The Easy Way Out!
By Rabbi Label Lam
And it was from the end of days, Cain brought an offering of the fruit of
the ground; and Hevel he also brought himself of the firstlings of his flock
and of the choicest. HASHEM turned to Hevel and to his offering, but to Cain
and his offering He did not turn. This angered Cain exceedingly and his
countenance fell. And HASHEM said to Cain, "Why are you angry and why is
your face fallen. Surely if you improve yourself you will be forgiven, but
if you do not improve yourself sin squats by the door. Its desire is against
you but you can conquer it." And Cain spoke with his brother Hevel, and it
happened when they were in the field that Cain rose up against his brother
Hevel and killed him. (Breishis 4:3-8)
Here we have such a terribly tragic episode so early in human history; one
brother kills another. How did such a thing happen? What was the motive?
The answer can be summarized in one word, "Jealousy". Cain was upset that
his brother Hevel excelled in an area that he initiated and gained the
ultimate, a cosmic ovation from The Creator. His reaction can be described
in clinical terms as "angry and depressed". He was in need of some serious
psychological intervention. Who came to the rescue? None other than HASHEM!

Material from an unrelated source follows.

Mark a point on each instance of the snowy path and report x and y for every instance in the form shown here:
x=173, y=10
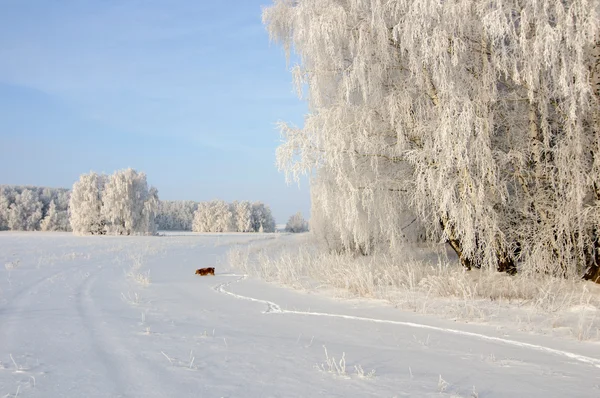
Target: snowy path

From here we can learn the art of good counseling. Our sages tell us that
the question of the wise is half an answer, and so HASHEM asks, "Why are you
angry and why are you depressed?" What's so brilliant about that question?
The Ha'emek Davar the Netziv cleverly points out that there are two
questions here. 1st- Why are you angry? And 2nd-Why are you depressed? What
difference does it make that there are two questions? Are these not two
conflicting emotions? Let's see!
What makes someone angry? One is brought to experience anger, I would posit,
when something or someone frustrates his power.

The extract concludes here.